Bir daha liste olayına girersem de iki olsun... Adam ilk maçına bile çıktı be! Neyse şaka gibi ama 25 Haziran'da başladığımız yazı dizimizin sonuna geldik. Bir daha altından kalkamayacağımız işlere girmezden önce bir kez daha düşünelim mi? O günden bu yana transfer olmuş birçok isim de karambole gitti zaten, Orlando Engelaar'ın bu listede Pierre Wome'nin üstünde bir yeri olacağı kesin. Birçok ismi de bu süreç içerisinde ilk kez izleme fırsatı buldum. Patrick Helmes ve ilk maçta iyi sinyaller vermemiş olsa da Jonathan Pitroipa da sezon boyunca çok konuşulabilir. Son olarak Claudio Pizarro'nun Werder Bremen'e transferini öğrendik ki en beğendiğim oyunculardan biridir Bayern yıllarından bu yana. Mladen Petric-Mohamed Zidan takasının sonuçlarını da şimdiden merak ediyorum. Neyse biz çok beklettiğimiz 1 numaramıza Jens Lehmann'a gelelim. Zaman zaman hakkını da verdiği lakabıyla Calamity Jens'e hatta...

Öncelikle bu seçimimde de çok sübjektif olamamışımdır, zira en büyük sempatiyi beslediğim takım Stuttgart Bundesliga'da. Tabi yarın United ile oynarlar ve 5 yerlerse, sokağa çıkarım muhtemelen. Yani çok şiddetli bir bağlılık değil, ama geçen sene Raphael Schäfer'i her gördüğümde çileden çıkmama yetecek bir bağlılık... Schäfer'i geldiği yere gönderdik, daha uygun olduğu 2. Bundesliga'ya uğurladık. Valencia'da kabus dolu günler geçiren Timo Hildebrand'ın adı geçti bir süre, doğru isim gibi gelmedi bana geçen sene izlediğim Valencia maçlarından sonra... Lehmann ise kariyerinin sonunda da olsa, önümüzdeki kasım ayında 40 yaşına adım atacak da olsa güven verecek bir kaleci. Çok yoğun bir tempo içinde olmayacak. Ayrıca milli takımda ya da Arsenal'daki gibi büyük bir yük altına girmeyecek. Önündeki Taşçı-Delpierre ikilisi onu zor durumlarla karşı karşıya bırakabilir, ancak demek istediğim bu değil. Son Avrupa Şampiyonası'nda yapacağı bir hata kadar yankı bulmayacaktır yapacağı bireysel hatalar. Başarılı da bir turnuva geçirdi genel olarak, iki turnuvalık milli takım kariyeri sonunda Arjantin maçını kazandıran adam olarak bile hatırlanabilir hatta. Öte yandan aynı milli formayla çok daha fazlasını yapan Oliver Kahn'ın milli takım kariyeri ilk olarak 2002 finalinde yediği hatalı golleri çağrıştırıyor. Calamity Jens'in şanslı olduğu söylenebilir bu bağlamda...

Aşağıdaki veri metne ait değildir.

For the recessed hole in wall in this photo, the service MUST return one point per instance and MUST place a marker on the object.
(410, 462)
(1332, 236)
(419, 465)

Bu listede daha alt sıralarda bulunan isimler arasında bir kaleci yoktu. Oyun içindeki diğer bölgelerle olan ilişkilerinden yola çıkıp takım hakkında bir ön incelemeye dönüştürebiliyordum yazıyı. Ancak hem Lehmann mevki açısından buna imkan bırakmıyor, hem de ön inceleme için biraz geç kaldık gibi sanki. Lehmann'ın ilk maçını izledim. Kanada'dan adam çıkmayacağını bir kez daha açığa vuran Rob Friend karşısında hayat oldukça kolaydı onun için. İki kez karşı karşıya kaldı Kanadalı ile, ikisinde de topu ayağına dolaştıran bir Friend vardı. Kurtarışlar Jens'in hanesine yazılıyordu ama. Buna rağmen bu maçta karşısındaki oyuncunun beceriksiz olması, Lehmann'ı eleştirmemizi gerektirmiyor, önümüzdeki maçlarda da sürdürebilir bu performansı. Her şeyden önce somut tecrübe kendisi, Schäfer'den sonra ilaç gibi geleceği kesin. Almanya'da büyük bir saygı görüyor, bu da rakip forvetlerin aklına girmesini kolaylaştıracaktır. Bu arada "aklına girmek" tabiri için Dr. Murat Kosova'ya teşekkürlerimi sunar, bu zamanın ötesine geçmiş yazıyı olabilecek en laubali biçimde bitiririm.